Foreigners can be witnesses; you will need to enter their foreign ID so that the courts can easily contact them.

Managing Your Will

You should review your will from time to time to make sure it remains current and viable. These are situations where you should review and amend your will if necessary:

  • change in distribution wishes
  • change or death of any of beneficiaries, guardian, executor, trustee
  • marriage or re-marriage – these events will revoke your earlier will you have made.
  • change in personal circumstances such as addition of new family member, or divorce

Be aware that you cannot alter your will by simply crossing something out or adding something new. In fact, making a handwritten change could invalidate your entire will.

If your witness passes away, your will remains valid even if the witnesses have passed away or become invalid to stand as witnesses. Their testimony stands that at point of signing, the testator was of sound mind. Usually before grant of probate, court may ask witnesses to validate the will but if they are unable to do so, will is valid but could be prone to questioning. For practical reasons, the will should be signed again with a fresh pair of witnesses. If his beneficiary also passed away, the executor will distribute your share of assets across the remaining surviving beneficiaries according to their allocation. For example, 34%, 33% and 33% to each of 3 kids. If child 1 passes away, the 34% will be distributed to the remaining two children following their new allocation percentage, which would be 50% and 50%.
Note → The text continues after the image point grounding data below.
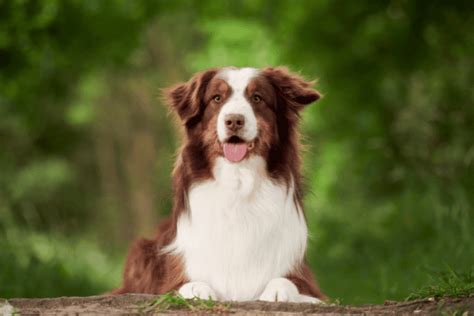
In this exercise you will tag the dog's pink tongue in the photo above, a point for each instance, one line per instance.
(235, 152)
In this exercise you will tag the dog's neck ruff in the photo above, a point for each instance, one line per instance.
(241, 230)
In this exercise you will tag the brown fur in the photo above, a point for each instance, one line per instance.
(282, 96)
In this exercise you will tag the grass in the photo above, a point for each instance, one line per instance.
(173, 301)
(34, 264)
(447, 283)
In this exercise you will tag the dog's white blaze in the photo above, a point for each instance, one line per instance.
(238, 80)
(242, 230)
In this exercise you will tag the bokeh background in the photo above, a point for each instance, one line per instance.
(86, 145)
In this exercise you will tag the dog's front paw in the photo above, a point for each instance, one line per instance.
(279, 290)
(283, 290)
(197, 289)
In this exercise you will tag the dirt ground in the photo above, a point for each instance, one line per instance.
(135, 304)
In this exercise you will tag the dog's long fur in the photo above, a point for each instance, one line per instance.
(235, 226)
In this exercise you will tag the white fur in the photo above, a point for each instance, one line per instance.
(238, 80)
(241, 231)
(283, 290)
(197, 289)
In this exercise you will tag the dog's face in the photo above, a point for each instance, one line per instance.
(237, 113)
As long as the drafted will is not signed by the testator (you) and the 2 witnesses, it is not valid. There is no need to make any changes to your entries in the online wills. Should you have validated/executed a will, you can supersede it by a later will.

For safe-keeping of wills, you will need to store your original signed hardcopy will in a safe and secure place. You need to decide whom you would like your will to be disclosed to. This person or persons must be informed of the location of the will and be able to access it when the need arises. One good place is to keep it together with your insurance policies. Putting it in locked storage may pose problems when the keys are lost. As of now, digital copies and digital signatures of wills are not acceptable in the court of law.
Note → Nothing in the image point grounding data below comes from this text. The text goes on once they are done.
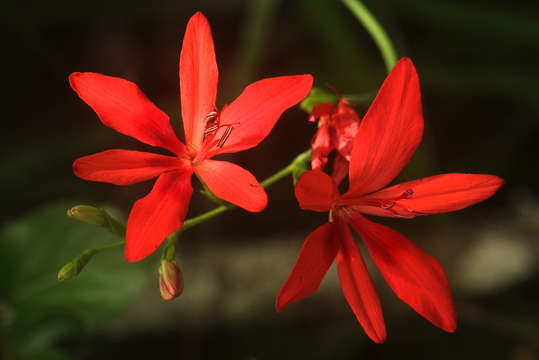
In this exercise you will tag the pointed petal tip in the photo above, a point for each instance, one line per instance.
(279, 305)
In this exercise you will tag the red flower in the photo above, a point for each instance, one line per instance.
(337, 129)
(121, 105)
(388, 136)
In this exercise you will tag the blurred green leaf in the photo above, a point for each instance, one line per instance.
(43, 310)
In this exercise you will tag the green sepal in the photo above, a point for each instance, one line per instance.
(301, 164)
(317, 96)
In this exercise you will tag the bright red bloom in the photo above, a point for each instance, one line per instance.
(388, 136)
(244, 123)
(337, 129)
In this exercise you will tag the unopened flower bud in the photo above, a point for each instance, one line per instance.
(170, 280)
(74, 267)
(98, 217)
(88, 214)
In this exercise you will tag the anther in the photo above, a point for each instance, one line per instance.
(224, 137)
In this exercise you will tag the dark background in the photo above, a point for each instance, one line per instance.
(477, 63)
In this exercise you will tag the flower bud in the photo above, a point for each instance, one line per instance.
(98, 217)
(170, 280)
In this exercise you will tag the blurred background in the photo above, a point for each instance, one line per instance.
(477, 62)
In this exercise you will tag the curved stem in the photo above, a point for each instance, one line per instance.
(376, 31)
(172, 239)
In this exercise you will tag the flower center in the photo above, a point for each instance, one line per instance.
(391, 205)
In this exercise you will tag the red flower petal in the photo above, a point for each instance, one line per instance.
(254, 113)
(439, 194)
(390, 132)
(416, 277)
(198, 79)
(358, 288)
(315, 258)
(158, 214)
(121, 105)
(232, 183)
(315, 191)
(321, 147)
(319, 110)
(123, 167)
In the case of such simultaneous death, the court will deem that the older person would have passed away first and left it to the younger person. The distribution of assets will hence follow the will (if available) of the younger person. If the will specified the children as beneficiaries then it will be passed to the children. However the child must be able to inherit the property, i.e. age 21 and above and does not own a HDB flat. Otherwise the executor will hang on to the property and manage it the best way possible - either hold on till child is old enough to inherit or sell it away and split the proceeds.

The executor/trustee is given powers to distribute the funds for the interest of beneficiaries. He may decide how best to distribute e.g. encash immediately, encash later or if possible make arrangements to transfer the investments to the beneficiaries' account.

Disclaimer

MoneyOwl is not a law firm and does not give legal advice. This service is provided as a general service over the Internet and the information provided is not to be construed as legal advice and is not guaranteed to be correct, complete or up-to-date and which may change from time to time. By using this service, you acknowledge that the information, materials and content provided is for information purposes only and should not be construed nor relied upon as legal advice. This service is meant as a publishing service, and all documents provided and produced through this service are meant to provide a guideline for common and standard situations and are provided on an “as is” basis.

 

Please note that each person’s situation is unique and your use of this service and the Will(s) produced for your use, may not necessarily fit your particular circumstances. If you have any legal questions or if you are unsure whether the service will be suitable to meet your needs, you are advised to seek specific legal or professional advice.

 

MoneyOwl is not responsible for any loss, claim, liability, or damage related to your use of this.